For the shortest term deal, a two-year fix the rise can be felt sharply. In December the average rate for a two-year fix was 2.34 per cent, it is now 4.33 per cent, reports ThisIsMoney.
£150,000 mortgage up £1,800 a year: Those with a £150,000 mortgage with a 25-year term on the average rate would have paid £661 a month for a deal in December at 2.34 per cent, but now that is £811. This is an increase in annual payments of £1,800.
£250,000 mortgage up £3,000 a year: For borrowers with a £250,000 mortgage, £1,102 monthly payments in December last year have climbed to an average of £1,352. This means an additional £3,000 a year.
£350,000 mortgage up £4,200 a year: Buyers or homeowners with a larger £350,000 mortgage will now be paying £1,893 a month on average for a deal compared to £1,543 in December last year. This will cost an additional £4,200 a year.
How much will five-year fixed deals increase by?
The average five year fixed rate mortgage has increased from 2.64 per cent in December last year to 4.33 per cent this month following the base rate rise, according to data from Moneyfacts.
£150,000 mortgage up £1,644 a year: For a five-year fixed mortgage of £150,000 with a 25-year term in December 2021 borrowers would have paid an average monthly payment of £683. This has now increased to £820, a rise of £137 a month and costing £1,644 more annually.

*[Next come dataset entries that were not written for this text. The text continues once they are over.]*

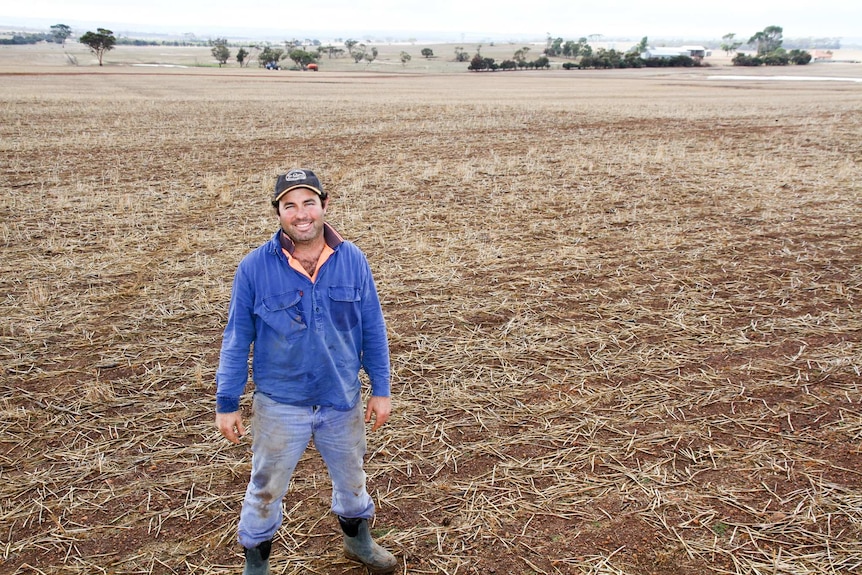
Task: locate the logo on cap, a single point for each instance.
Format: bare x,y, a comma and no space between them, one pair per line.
295,175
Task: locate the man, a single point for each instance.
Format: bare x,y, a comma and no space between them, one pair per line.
307,302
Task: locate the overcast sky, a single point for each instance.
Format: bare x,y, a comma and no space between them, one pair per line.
452,19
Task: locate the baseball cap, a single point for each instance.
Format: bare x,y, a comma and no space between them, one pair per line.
297,179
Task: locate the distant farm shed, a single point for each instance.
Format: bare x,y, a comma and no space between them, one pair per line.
696,52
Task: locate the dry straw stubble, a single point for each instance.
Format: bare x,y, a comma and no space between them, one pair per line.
624,316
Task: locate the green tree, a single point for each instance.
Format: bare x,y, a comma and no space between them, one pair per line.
350,44
269,57
241,56
730,43
221,53
302,58
99,42
358,52
767,40
60,32
521,54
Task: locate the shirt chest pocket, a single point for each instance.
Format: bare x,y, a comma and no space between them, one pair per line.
283,313
344,307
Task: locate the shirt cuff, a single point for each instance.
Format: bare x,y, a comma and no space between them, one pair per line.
226,404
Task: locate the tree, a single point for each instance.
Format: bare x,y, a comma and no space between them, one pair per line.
357,52
350,43
302,58
270,56
730,43
767,40
241,56
221,53
521,54
99,42
60,32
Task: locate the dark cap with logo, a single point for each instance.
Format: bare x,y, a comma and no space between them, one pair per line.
297,179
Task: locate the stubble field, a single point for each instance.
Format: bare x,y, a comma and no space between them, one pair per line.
623,307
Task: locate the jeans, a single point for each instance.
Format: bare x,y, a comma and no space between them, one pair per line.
281,434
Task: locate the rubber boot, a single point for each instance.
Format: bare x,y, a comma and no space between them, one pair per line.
257,559
359,546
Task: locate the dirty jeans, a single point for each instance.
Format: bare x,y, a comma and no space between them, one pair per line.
281,434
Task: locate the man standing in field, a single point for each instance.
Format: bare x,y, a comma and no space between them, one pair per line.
307,302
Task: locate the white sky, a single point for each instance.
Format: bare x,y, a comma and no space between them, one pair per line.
468,19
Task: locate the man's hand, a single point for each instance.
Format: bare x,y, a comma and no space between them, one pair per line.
230,425
381,407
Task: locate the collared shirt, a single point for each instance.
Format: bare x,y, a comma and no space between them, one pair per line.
310,337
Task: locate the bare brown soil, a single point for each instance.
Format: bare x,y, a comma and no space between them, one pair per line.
624,313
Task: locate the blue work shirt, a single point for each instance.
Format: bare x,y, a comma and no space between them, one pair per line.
310,338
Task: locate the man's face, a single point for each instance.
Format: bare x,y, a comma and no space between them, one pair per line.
300,214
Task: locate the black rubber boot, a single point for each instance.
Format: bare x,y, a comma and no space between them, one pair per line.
257,559
359,546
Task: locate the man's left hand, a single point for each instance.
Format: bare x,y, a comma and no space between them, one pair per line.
380,407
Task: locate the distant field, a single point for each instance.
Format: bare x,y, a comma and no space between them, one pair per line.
623,307
75,54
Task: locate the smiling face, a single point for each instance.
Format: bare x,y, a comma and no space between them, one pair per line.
300,213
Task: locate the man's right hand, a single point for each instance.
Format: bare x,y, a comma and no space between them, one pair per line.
230,425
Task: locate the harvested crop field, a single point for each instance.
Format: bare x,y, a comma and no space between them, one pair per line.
624,315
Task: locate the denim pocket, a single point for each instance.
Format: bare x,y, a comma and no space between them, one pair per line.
344,307
283,313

£250,000 mortgage up £2,724 a year: For the same rate on a £250,000 mortgage the monthly payments have increased from £1,139 in December 2021 to £1,366 in September this year. Annually borrowers would be paying an additional £2,724 on their mortgage.
£350,000 mortgage up £3,804 a year: And for those at the higher end of borrowing with a £350,000 mortgage their monthly payments would have totalled an average of £1,595 in December but taking out the same five-year fixed deal now will cost £1,912 a month. This comes to an additional £3,804 annually.
How much will 10-year fixed deals increase by?
The average ten year-fixed rate mortgage has increased from 2.97 per cent in December last year to 4.33 per cent this month following the base rate rise.
Longer fixed rate mortgages often cost more because of the certainty they provide the borrower, but the average rate of 4.33 per cent is now the same as a five-year fix.
They are also incredibly niche compared to shorter term deals.
£150,000 mortgage up £1,332 a year: Those taking out a £150,000 mortgage on a ten year fixed rate deal in December will have paid an average of £709 a month. This has now risen to £820, costing borrowers an additional £1,332 in mortgage costs annually.
£250,000 mortgage up £2,208 a year: For those with a £250,000 mortgage, monthly payments in December were £1,182, according to data from Moneyfacts. However, these payments will now have risen to £1,366 costing an additional £2,208 a year.
£350,000 mortgage up £3,096 a year: A £350,000 mortgage will have cost £1,654 a month in December but borrowers taking out a new deal today will be paying nearly £2,000 a month at £1,912. Overall they will pay £3,096 more annually than those who fixed their rate at the end of last year.
How much will standard variable rates increase by?
Borrowers on standard variable rates feel base rate rises keenly as they are often passed over to the borrower, whereas those on fixed term deals aren’t hit until they reach the end of their term.
Standard variable rates were already quite high compared to base rate and fixed rates when the Bank of England started its hikes and so have not risen by as much as base rate – although the latest round of rises are yet to come through.
The average SVR in December was 4.4 per cent and that had risen to 5.4 per cent in September, according to Moneyfacts, before last week’s 0.5 percentage point base rate rise.
£150,000 up £1,056 a year: Those with £150,000 of borrowing on a SVR will have paid £825 a month in December but the same amount this month would be £912 monthly. This is an additional £1,056 a year.
£250,000 mortgage up £1,752 a year: For a £250,00 mortgage the cost in December was £1,375 a month but this has now climbed to £1,521; costing £1,752 more annually.
£350,000 mortgage up £2,426 a year: Those with larger loans for £350,000 will have been charged £1,926 a month in December 2021 but £2,129 for the same deal this month. This comes to an additional £2,426 a year.